Complete Streets benefit bicyclists, pedestrians, transit users and people with disabilities, youth, and older people through better-connected facility networks. Implementing a Complete Streets policy is better done by building partnerships with the host community.

Complete street policies can be implemented nationwide as the transportation sectors strive to improve. As the population grow, policies should be built off one another. Business communities can adopt the complete street policy, cycling for health and fitness program. Hospitals planners can adopt program to expand their health and fitness periscope. Hospital communities’ health and active living system can benefits from bicycling. Hospitals can build-in trails and make connections internally and externally to enable people move around their campus by foot or on bicycles. As a result, we will be noticing prompt recovery and lower healthcare costs. The importance of implementing an integrated bicycle friendly system, built environment and its role in achieving an important- health and well-ness objectives, is simply about building the connections.

The Advocacy Advance Collaboration is task to make that difference for bicyclists everywhere in Nigeria by funding researches to help bicyclists and offering grants to local advocates. One of such grant will help to teach planners and engineers in Nigeria about the needs and requirements of bicyclists. Our interest in educating planners and engineers is critical and so the state’s civil engineers and planners must be well equipped with this background training on bicycle infra-structural apparatuses. Advocacy has been our core focus and active in the state. Speaking at conferences, offering continuing training, workshops, seminars and lectures, but did not feel that we have really been successful at reaching targeted audiences. With the Advocacy Advance grant in hand, we shall set out to create a course that would educate planners and engineers on the needs of bicyclists. Our special introduction to bicycle planning, is our direct program designed to orientate bicyclists on the road and how to coexist and interact with other road users, Tagged; ‘here is a bicycle lane’. The seminar starts with a 15-minutes abridged Traffic Skills TS100 course teaching them some highlights of the course evolving to show interactions on the roadway, could come in video.
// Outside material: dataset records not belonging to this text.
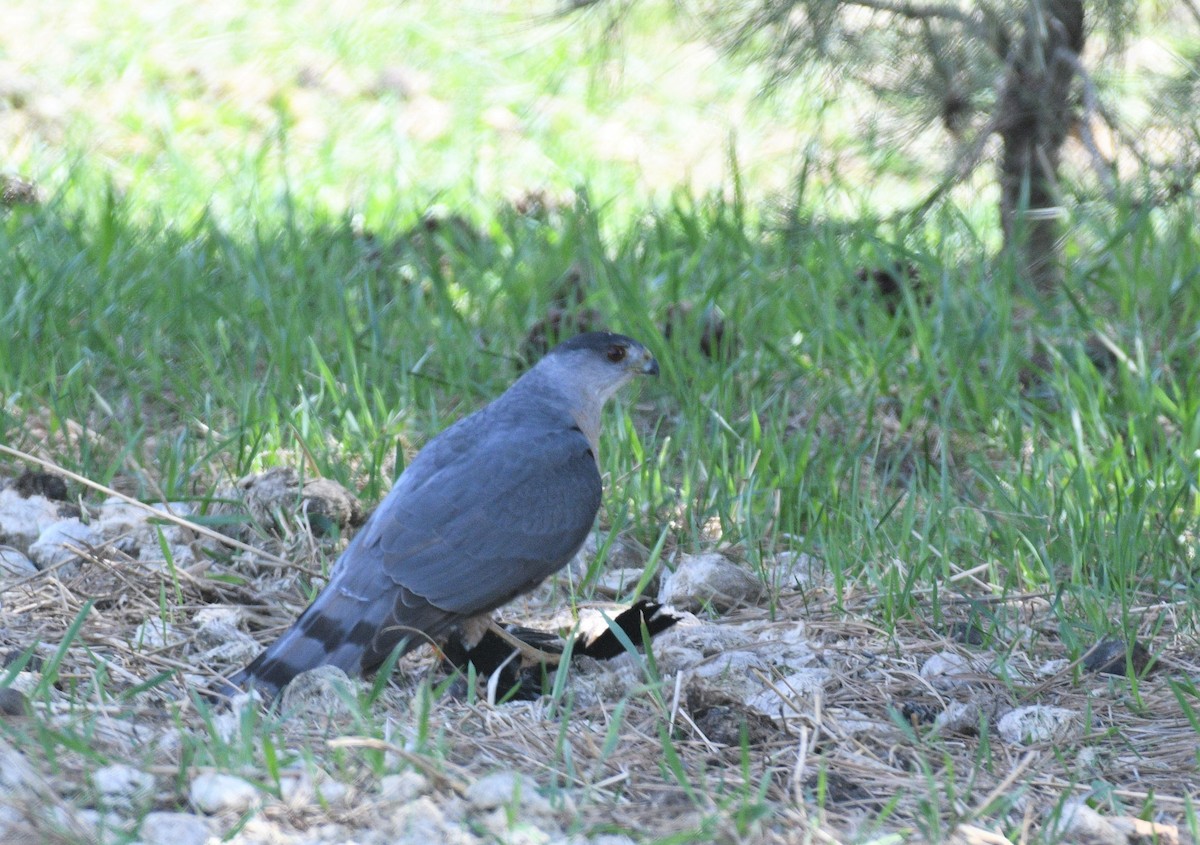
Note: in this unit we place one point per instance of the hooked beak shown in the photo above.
(648, 366)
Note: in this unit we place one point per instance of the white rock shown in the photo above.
(735, 673)
(216, 792)
(53, 545)
(403, 786)
(324, 691)
(1038, 724)
(123, 785)
(155, 634)
(1078, 822)
(174, 828)
(959, 717)
(709, 580)
(15, 564)
(951, 670)
(222, 642)
(790, 696)
(502, 789)
(23, 520)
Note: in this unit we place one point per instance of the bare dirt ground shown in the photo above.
(789, 717)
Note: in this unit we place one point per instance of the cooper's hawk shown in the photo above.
(487, 510)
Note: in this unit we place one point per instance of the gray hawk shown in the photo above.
(486, 511)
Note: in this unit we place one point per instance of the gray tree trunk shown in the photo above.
(1036, 114)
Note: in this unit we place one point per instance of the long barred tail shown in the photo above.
(346, 631)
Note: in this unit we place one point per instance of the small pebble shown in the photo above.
(216, 792)
(501, 789)
(174, 828)
(709, 581)
(1078, 822)
(1038, 724)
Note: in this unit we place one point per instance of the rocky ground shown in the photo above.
(766, 714)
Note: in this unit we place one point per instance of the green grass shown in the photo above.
(215, 294)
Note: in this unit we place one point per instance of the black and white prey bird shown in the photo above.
(489, 509)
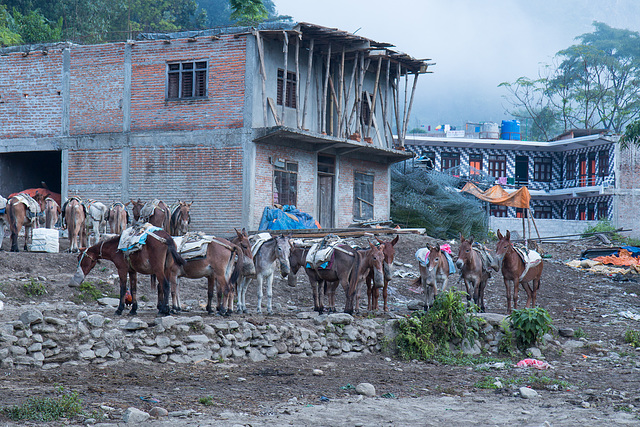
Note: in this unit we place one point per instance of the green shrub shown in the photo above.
(34, 288)
(425, 335)
(632, 337)
(67, 405)
(530, 324)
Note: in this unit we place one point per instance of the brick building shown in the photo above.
(234, 119)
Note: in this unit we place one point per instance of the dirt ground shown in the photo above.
(603, 377)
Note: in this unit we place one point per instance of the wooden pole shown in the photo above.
(264, 78)
(308, 83)
(284, 77)
(406, 120)
(347, 120)
(375, 95)
(324, 92)
(298, 40)
(340, 89)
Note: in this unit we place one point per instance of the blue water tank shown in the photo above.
(510, 130)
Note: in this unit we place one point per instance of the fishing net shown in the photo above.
(432, 200)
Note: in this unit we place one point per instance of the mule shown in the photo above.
(275, 249)
(75, 217)
(373, 293)
(514, 271)
(222, 266)
(180, 219)
(96, 213)
(117, 217)
(18, 216)
(297, 259)
(157, 256)
(51, 212)
(435, 272)
(473, 270)
(348, 268)
(159, 215)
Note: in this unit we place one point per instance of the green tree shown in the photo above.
(35, 28)
(593, 85)
(8, 35)
(248, 11)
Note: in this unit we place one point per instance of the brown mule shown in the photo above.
(513, 268)
(158, 256)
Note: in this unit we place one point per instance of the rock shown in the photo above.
(566, 332)
(111, 302)
(340, 318)
(134, 416)
(528, 393)
(31, 316)
(366, 389)
(415, 305)
(158, 412)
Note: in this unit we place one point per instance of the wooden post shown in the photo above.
(308, 83)
(406, 120)
(284, 76)
(375, 95)
(324, 92)
(264, 77)
(340, 89)
(298, 40)
(347, 118)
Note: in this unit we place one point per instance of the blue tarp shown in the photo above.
(277, 219)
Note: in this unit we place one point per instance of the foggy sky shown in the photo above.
(476, 44)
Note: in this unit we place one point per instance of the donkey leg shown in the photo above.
(269, 293)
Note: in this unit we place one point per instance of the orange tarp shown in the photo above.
(498, 196)
(623, 258)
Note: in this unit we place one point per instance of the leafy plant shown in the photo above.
(34, 288)
(632, 337)
(530, 324)
(425, 335)
(66, 405)
(206, 401)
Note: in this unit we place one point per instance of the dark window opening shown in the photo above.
(290, 91)
(362, 196)
(450, 160)
(285, 184)
(542, 169)
(187, 80)
(497, 166)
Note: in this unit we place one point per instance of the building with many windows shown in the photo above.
(234, 119)
(579, 177)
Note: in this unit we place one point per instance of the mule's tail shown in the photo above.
(171, 245)
(13, 221)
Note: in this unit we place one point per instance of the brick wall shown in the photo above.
(30, 95)
(210, 177)
(222, 109)
(96, 174)
(263, 194)
(96, 89)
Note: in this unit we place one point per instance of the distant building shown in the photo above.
(579, 177)
(233, 119)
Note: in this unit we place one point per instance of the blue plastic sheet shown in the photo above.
(277, 219)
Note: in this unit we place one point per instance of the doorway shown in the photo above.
(326, 178)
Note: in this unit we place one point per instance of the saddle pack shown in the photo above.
(193, 244)
(135, 237)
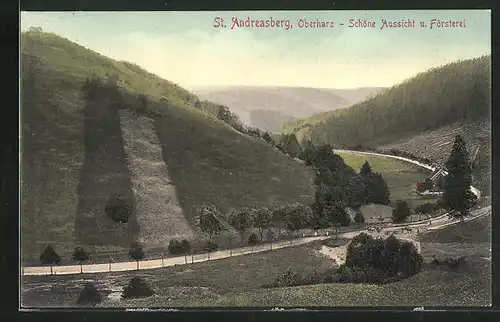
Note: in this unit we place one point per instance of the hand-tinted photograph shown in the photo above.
(255, 159)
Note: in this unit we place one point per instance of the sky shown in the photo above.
(186, 48)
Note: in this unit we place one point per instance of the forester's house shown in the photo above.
(437, 178)
(373, 213)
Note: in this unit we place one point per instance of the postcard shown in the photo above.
(255, 159)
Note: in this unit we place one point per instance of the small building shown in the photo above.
(375, 213)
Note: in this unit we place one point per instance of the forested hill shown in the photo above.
(455, 92)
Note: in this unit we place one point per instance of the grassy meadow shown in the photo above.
(401, 177)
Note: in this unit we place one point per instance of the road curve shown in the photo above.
(474, 190)
(431, 224)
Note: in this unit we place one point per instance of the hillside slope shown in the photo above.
(128, 133)
(422, 116)
(459, 91)
(296, 102)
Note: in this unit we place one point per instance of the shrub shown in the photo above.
(136, 288)
(359, 218)
(89, 295)
(118, 209)
(186, 246)
(136, 253)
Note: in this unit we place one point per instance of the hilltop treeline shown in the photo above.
(458, 91)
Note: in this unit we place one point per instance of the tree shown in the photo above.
(89, 295)
(262, 219)
(185, 246)
(253, 239)
(49, 256)
(80, 256)
(308, 153)
(118, 209)
(457, 195)
(359, 219)
(137, 288)
(400, 212)
(136, 253)
(209, 221)
(241, 220)
(365, 169)
(298, 217)
(337, 215)
(279, 218)
(378, 191)
(224, 114)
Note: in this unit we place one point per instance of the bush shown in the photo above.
(400, 212)
(253, 239)
(137, 288)
(118, 209)
(392, 257)
(359, 219)
(426, 208)
(211, 246)
(289, 278)
(89, 295)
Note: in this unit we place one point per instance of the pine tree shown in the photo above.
(401, 212)
(378, 191)
(457, 196)
(365, 169)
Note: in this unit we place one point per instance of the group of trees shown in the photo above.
(381, 259)
(212, 221)
(338, 186)
(136, 288)
(50, 257)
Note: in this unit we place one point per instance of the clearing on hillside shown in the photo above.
(77, 153)
(400, 176)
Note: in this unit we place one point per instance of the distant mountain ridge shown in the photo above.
(289, 102)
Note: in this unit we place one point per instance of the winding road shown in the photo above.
(429, 224)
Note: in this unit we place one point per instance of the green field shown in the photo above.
(209, 162)
(238, 281)
(200, 280)
(401, 177)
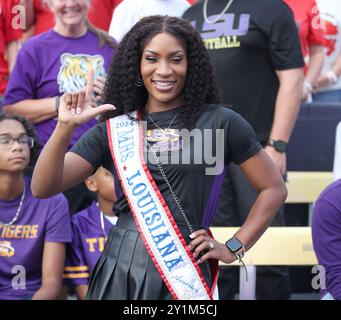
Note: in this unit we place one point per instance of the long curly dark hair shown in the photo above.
(30, 131)
(200, 88)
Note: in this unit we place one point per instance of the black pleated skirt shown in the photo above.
(125, 270)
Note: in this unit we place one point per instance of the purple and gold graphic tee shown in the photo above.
(49, 65)
(22, 244)
(88, 240)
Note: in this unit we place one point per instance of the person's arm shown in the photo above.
(265, 178)
(52, 272)
(81, 291)
(35, 110)
(287, 106)
(331, 76)
(313, 70)
(66, 170)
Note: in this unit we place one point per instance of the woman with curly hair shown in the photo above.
(161, 86)
(33, 232)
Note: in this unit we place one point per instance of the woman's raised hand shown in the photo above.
(76, 108)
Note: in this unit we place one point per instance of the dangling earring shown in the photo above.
(139, 81)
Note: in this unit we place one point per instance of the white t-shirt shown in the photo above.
(129, 12)
(330, 12)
The courses are planned for different locations around the states and LBN realistically hopes for people to attend and complete these courses. We do publicity to municipalities, engineering and planning firms, mainly sending postcards speaking about these courses. Collaborations are drawn from engineering and planning firms, the state department of transportation, and some the Federal Road Safety Commission, and the Police highway Patrol departments.
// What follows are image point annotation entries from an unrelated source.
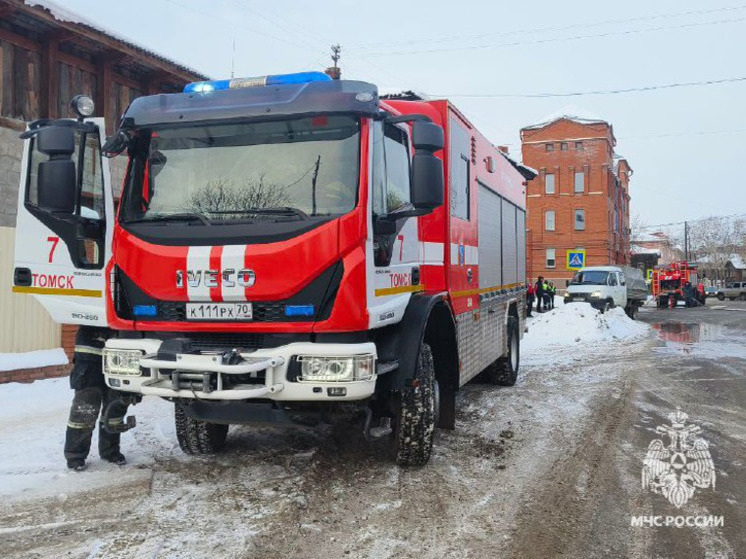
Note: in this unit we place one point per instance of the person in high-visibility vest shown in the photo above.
(91, 392)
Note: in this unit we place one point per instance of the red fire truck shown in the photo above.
(282, 246)
(668, 282)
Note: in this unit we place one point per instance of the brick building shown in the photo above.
(47, 55)
(580, 200)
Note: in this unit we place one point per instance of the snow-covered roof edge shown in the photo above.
(527, 172)
(62, 14)
(569, 112)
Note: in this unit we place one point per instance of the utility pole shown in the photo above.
(334, 71)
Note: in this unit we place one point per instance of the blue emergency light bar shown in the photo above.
(144, 310)
(260, 81)
(299, 310)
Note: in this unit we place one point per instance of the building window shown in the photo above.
(549, 220)
(579, 182)
(551, 262)
(579, 220)
(549, 183)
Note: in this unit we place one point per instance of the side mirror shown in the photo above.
(58, 142)
(427, 181)
(56, 176)
(427, 136)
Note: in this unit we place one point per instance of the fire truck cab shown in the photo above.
(668, 282)
(281, 246)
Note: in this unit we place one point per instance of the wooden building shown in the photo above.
(47, 56)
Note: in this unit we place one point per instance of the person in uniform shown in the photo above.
(91, 393)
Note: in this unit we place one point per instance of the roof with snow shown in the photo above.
(69, 19)
(637, 249)
(568, 112)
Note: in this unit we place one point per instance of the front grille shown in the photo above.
(223, 342)
(171, 311)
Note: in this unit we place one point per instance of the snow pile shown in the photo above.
(32, 359)
(33, 418)
(580, 324)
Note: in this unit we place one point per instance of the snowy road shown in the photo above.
(548, 468)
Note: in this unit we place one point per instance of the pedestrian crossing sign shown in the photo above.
(575, 259)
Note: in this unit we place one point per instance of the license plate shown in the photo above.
(219, 311)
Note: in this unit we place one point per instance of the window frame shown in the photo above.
(406, 142)
(553, 221)
(554, 183)
(575, 182)
(554, 258)
(576, 212)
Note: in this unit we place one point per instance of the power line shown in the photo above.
(240, 26)
(673, 223)
(551, 29)
(596, 92)
(556, 39)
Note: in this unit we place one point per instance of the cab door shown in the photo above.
(65, 221)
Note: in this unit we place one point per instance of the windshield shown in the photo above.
(278, 170)
(590, 277)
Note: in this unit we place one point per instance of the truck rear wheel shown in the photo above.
(631, 310)
(196, 436)
(504, 371)
(416, 415)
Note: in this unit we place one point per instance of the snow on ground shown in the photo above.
(33, 418)
(576, 332)
(32, 359)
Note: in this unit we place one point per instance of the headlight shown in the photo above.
(336, 369)
(122, 361)
(82, 105)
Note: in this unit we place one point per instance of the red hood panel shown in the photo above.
(224, 273)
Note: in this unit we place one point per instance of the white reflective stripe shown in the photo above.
(76, 425)
(233, 258)
(431, 253)
(471, 255)
(198, 261)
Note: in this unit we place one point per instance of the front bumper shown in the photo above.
(260, 374)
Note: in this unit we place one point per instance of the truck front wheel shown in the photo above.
(631, 310)
(416, 415)
(196, 436)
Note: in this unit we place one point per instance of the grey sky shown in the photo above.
(684, 144)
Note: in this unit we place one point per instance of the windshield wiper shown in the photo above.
(173, 217)
(276, 210)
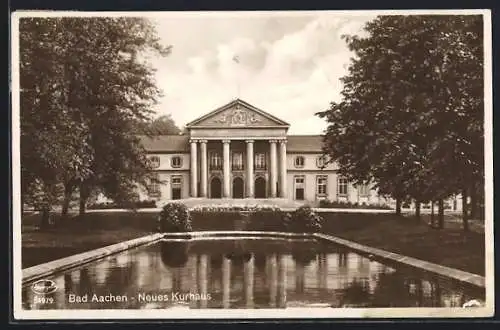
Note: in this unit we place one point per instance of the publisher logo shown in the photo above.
(44, 287)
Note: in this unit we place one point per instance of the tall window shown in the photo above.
(155, 161)
(321, 161)
(321, 185)
(299, 161)
(176, 161)
(215, 161)
(260, 161)
(364, 189)
(342, 186)
(237, 161)
(154, 186)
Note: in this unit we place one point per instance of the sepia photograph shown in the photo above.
(252, 165)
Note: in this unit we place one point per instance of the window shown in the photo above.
(321, 161)
(299, 161)
(321, 185)
(176, 180)
(215, 161)
(155, 161)
(154, 186)
(237, 161)
(176, 161)
(299, 179)
(364, 189)
(342, 186)
(260, 161)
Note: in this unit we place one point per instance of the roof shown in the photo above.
(180, 143)
(166, 143)
(304, 143)
(235, 103)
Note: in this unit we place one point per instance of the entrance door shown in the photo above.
(215, 188)
(260, 187)
(237, 187)
(299, 188)
(176, 187)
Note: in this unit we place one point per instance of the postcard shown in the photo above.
(252, 165)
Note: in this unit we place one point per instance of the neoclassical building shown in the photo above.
(240, 151)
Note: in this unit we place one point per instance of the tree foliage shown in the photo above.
(411, 114)
(84, 84)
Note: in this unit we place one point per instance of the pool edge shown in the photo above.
(448, 272)
(46, 269)
(40, 271)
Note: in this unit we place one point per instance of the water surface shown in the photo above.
(244, 273)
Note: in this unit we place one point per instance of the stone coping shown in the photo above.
(426, 266)
(43, 270)
(39, 271)
(285, 209)
(430, 267)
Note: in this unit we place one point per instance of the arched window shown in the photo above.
(155, 161)
(260, 161)
(215, 161)
(342, 186)
(299, 161)
(364, 189)
(321, 161)
(176, 161)
(154, 186)
(237, 161)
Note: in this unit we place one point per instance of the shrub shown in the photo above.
(304, 220)
(174, 217)
(125, 205)
(174, 254)
(271, 219)
(348, 205)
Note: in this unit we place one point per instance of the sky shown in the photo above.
(287, 64)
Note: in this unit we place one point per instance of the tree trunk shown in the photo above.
(432, 214)
(398, 206)
(465, 219)
(84, 194)
(473, 202)
(440, 214)
(68, 192)
(417, 210)
(45, 218)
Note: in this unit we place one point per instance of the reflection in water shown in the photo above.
(244, 274)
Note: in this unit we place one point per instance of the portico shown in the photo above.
(236, 149)
(238, 159)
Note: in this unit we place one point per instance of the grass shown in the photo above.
(450, 247)
(405, 235)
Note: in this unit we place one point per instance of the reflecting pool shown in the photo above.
(245, 273)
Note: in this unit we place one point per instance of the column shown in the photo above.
(250, 180)
(282, 281)
(283, 188)
(194, 170)
(226, 282)
(248, 273)
(273, 280)
(274, 168)
(226, 169)
(204, 170)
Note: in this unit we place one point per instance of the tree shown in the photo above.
(84, 84)
(411, 107)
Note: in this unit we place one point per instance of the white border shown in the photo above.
(182, 313)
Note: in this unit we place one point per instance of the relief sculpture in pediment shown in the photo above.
(238, 117)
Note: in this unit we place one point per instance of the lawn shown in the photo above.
(450, 246)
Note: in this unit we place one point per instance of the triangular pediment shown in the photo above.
(237, 113)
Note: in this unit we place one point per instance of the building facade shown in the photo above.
(240, 151)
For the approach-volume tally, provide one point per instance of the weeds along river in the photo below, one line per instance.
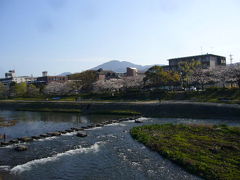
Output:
(107, 152)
Engineers & Mr. Bicycle believes that one of the keys to their success will be the access to continuing education credits for planners and engineers. It is hoped to be expensive and extensive to earn the right to offer certifications. That is why their attendance is so highly important and esteemed. For planners, LBN is working with the International Planning Association to offer certification program to people keeping up with their certification courses. For engineers, their requirements may vary state-by-state and in-line with the IEEE certification requirements, and for our consumption, it simply requires that the person offering the course should be an “expert in the field.”